ED PORTER ============>>
No, I have no evidence other than I do not know of any structure that is
more appropriate than graph structures --- which are largely pointer based
structures --- to be efficient representation information that has
relatively irregular, highly sparse connections in an extremely high
dimensional space.

> ED PORTER ============>>
> Although I think my theory of consciousness is as good as any other I
> have
> read, it is far from certain, and far from complete, and not necessarily
> correct in every details.
> 
> I don't think the richness of human consciousness comes from a
> "minimized
> essence", but rather from the complicated full-blown richness of the
> computation inside our brains.


> JOHN ROSE  ============>>
So there is a scaling to consciousness magnitude? And there are
consciousness properties that are stronger or weaker depending on
computational richness?

ED PORTER ============>> 
I Think so. Since I think consciousness is made out of computation computing
in response to itself in a highly complicated way, it only makes sense that
there would degrees of consciousness. 

Don't you sense that at some moments your consciousness feels richer than at
other moments.  Many people who have had sudden close brushes with death
have reported feeling as if suddenly much of their life were passing before
their eyes.  This results from extreme emotional arousal that causes the
brain operate at many times what it could on any sustainable basis. 
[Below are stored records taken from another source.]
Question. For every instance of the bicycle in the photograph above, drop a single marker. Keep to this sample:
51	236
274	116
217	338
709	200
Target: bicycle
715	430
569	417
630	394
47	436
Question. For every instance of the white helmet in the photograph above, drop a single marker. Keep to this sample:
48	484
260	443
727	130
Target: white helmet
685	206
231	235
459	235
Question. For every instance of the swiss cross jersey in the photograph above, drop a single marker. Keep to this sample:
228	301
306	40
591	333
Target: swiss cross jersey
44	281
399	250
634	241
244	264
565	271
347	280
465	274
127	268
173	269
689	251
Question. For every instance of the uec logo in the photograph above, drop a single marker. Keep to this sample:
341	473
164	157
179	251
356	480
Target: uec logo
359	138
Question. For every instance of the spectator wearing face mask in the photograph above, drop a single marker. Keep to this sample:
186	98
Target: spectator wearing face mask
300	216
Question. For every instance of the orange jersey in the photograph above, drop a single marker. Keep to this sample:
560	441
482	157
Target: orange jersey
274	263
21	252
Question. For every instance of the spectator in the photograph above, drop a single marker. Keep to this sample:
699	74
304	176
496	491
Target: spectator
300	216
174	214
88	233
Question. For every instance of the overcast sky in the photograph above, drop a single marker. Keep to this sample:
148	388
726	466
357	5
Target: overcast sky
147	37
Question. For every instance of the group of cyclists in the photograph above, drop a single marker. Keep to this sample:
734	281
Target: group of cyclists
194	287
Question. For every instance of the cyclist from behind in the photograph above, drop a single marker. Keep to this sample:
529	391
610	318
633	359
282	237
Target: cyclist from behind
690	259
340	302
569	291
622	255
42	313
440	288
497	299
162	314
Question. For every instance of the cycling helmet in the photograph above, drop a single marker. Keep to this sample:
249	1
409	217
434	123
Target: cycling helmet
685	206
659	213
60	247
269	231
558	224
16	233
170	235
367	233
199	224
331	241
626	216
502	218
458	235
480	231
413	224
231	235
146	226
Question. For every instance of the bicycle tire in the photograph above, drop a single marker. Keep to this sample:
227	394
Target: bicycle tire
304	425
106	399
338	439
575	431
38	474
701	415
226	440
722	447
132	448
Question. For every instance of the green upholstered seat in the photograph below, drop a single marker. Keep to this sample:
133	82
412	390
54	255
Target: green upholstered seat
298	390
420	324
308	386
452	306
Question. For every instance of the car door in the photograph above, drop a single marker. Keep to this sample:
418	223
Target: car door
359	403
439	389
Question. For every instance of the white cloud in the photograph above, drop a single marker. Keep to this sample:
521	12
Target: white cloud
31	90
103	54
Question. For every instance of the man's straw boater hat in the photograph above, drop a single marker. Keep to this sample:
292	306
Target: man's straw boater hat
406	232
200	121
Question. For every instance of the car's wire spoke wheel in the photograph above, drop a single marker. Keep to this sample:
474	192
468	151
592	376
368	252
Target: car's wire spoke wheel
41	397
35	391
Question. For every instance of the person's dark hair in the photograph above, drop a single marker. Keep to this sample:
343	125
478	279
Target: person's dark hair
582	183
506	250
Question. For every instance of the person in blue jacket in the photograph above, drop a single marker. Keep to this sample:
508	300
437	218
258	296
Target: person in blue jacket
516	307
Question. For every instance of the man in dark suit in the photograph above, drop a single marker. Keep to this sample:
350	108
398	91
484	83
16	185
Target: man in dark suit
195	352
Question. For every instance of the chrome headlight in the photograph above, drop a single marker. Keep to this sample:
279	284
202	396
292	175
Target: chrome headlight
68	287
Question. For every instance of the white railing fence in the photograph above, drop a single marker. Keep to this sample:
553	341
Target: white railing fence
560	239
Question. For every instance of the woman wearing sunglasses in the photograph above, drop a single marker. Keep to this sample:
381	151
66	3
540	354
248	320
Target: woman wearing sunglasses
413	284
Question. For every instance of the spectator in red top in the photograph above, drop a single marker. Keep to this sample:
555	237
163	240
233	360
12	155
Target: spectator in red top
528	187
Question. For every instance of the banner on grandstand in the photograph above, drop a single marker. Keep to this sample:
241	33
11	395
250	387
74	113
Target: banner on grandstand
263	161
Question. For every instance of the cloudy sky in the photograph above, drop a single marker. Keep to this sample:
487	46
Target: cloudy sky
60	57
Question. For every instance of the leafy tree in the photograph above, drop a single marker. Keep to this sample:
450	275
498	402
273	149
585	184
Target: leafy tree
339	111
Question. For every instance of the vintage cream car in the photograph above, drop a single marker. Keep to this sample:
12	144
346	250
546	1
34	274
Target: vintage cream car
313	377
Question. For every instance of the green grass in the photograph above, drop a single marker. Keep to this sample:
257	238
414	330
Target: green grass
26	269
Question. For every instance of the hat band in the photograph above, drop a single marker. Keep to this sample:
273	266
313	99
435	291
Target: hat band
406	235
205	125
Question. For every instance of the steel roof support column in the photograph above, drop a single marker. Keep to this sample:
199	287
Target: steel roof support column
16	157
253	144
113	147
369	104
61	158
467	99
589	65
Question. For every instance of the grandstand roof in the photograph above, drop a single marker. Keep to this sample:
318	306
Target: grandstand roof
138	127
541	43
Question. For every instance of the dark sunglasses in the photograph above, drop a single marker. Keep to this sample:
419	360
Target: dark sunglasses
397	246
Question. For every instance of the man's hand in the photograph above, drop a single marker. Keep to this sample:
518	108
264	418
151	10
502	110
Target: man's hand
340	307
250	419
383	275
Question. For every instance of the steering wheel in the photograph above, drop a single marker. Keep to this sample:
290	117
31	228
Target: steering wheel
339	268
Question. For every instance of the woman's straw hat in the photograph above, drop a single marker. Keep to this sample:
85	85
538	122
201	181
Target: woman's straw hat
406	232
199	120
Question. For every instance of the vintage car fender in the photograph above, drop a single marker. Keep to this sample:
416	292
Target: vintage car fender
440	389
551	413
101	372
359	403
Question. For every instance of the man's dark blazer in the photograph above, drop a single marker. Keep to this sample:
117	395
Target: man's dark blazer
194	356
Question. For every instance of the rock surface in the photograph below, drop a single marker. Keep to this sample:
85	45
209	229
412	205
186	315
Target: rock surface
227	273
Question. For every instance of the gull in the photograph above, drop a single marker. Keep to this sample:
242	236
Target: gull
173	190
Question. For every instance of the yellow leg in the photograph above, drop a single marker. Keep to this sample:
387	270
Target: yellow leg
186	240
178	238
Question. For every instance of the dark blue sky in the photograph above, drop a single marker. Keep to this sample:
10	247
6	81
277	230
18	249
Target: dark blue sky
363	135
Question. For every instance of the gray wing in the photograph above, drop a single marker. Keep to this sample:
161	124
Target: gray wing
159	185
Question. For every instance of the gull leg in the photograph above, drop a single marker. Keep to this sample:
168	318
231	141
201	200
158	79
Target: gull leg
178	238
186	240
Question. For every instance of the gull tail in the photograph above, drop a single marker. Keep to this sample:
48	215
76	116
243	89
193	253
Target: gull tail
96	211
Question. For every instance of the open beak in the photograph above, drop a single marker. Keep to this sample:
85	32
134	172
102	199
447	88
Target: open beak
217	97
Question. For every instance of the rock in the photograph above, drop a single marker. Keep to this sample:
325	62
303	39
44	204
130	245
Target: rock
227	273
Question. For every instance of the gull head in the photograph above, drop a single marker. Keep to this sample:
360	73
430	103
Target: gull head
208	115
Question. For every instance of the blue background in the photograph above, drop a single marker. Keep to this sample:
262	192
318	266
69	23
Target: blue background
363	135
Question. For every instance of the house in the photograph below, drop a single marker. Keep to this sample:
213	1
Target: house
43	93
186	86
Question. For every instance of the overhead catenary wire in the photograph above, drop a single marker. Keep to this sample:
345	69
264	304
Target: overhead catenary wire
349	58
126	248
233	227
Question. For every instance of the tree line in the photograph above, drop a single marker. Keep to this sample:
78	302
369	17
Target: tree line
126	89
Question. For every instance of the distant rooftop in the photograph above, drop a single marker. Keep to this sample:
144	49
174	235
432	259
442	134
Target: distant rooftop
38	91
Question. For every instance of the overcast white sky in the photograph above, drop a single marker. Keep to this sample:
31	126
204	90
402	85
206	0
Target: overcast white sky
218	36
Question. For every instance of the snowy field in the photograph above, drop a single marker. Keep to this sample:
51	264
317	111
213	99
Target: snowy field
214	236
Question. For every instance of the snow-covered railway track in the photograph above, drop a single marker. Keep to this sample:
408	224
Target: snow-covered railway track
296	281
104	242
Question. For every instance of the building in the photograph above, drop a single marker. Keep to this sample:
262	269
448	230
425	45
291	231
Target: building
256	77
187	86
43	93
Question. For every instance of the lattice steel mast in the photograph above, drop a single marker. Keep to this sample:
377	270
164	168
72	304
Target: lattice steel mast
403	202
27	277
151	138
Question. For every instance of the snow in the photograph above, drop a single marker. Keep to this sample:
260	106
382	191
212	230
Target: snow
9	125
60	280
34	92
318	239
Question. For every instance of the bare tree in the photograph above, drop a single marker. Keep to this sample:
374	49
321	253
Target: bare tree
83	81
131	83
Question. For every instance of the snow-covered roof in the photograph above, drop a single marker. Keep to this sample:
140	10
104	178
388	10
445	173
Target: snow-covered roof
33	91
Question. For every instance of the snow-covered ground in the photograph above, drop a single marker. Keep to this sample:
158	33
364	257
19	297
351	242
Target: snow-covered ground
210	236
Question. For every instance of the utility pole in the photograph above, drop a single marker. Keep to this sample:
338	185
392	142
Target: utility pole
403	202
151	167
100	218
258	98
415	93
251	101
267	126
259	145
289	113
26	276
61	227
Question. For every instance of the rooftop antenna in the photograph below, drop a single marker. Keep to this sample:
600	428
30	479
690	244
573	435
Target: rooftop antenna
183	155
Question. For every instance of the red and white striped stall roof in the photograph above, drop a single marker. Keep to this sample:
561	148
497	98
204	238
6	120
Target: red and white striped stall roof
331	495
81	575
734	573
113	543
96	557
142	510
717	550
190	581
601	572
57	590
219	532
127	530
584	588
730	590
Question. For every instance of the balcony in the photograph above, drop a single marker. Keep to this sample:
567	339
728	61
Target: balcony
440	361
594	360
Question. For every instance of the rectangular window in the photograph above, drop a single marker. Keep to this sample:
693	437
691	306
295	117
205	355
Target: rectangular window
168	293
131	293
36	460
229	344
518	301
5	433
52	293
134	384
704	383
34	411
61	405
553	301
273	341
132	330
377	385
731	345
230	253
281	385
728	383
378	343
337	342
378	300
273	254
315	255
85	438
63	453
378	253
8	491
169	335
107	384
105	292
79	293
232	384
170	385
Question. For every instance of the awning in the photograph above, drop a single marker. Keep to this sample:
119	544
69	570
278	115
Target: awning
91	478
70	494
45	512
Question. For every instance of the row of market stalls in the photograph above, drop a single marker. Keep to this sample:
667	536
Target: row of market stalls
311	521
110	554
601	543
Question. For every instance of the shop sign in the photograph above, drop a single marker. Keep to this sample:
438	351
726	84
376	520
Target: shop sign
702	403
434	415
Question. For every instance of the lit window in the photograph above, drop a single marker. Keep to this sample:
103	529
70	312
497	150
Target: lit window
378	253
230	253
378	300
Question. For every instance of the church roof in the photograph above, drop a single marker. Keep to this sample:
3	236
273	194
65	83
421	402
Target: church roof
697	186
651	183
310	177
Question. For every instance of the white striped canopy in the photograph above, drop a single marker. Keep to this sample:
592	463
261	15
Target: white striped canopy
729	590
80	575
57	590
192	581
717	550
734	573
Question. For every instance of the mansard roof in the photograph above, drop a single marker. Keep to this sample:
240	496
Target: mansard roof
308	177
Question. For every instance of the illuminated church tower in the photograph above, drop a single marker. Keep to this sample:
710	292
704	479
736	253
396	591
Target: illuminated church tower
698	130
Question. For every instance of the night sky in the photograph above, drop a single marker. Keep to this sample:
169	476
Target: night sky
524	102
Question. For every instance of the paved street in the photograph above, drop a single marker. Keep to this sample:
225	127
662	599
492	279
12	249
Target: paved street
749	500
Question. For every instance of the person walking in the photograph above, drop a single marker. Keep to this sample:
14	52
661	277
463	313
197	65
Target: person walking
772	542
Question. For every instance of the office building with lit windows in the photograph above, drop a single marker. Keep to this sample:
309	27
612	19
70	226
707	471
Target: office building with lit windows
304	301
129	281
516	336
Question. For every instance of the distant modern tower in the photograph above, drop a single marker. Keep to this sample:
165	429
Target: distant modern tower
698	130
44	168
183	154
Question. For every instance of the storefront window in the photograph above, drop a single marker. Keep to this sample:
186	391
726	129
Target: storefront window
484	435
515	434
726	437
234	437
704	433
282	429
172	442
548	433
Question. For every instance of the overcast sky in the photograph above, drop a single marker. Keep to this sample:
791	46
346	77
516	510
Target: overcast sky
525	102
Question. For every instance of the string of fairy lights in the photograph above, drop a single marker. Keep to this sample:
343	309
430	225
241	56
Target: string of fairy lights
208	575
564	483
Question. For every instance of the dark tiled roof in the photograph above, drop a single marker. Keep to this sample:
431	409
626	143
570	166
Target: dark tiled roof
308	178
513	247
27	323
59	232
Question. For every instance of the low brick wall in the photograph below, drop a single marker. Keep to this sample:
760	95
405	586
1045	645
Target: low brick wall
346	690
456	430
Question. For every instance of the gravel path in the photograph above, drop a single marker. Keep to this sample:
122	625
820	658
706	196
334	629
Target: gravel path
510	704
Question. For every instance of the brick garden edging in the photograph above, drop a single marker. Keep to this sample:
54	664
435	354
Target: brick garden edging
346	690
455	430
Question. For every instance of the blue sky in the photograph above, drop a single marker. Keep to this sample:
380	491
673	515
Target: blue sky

> Since our senses can  only sense --- and our minds can only think --- in
> terms of computation (in which I am included representation) --- at
> least at
> the moment, I cannot think of what it would mean for something to not be
> computation, except perhaps nothingness, which we can think of as the
> absence of computation.


Nothingness or maybe big bang singularity or event horizon conditions? Or
some type of subatomic particle that has peculiar properties. Those are all
not very helpful for what we are doing, but I still think there maybe
something else... there has to be something else applicable or maybe totally
inapplicable to AGI. So it may be a waste of time thinking on that one...

ED PORTER ============>> I think consciousness is highly applicable to
AGI's, if we want them to think like humans --- because I think
consciousness plays a key role in human thought.  It is the amphitheater in
which our thoughts are spoken and listened to.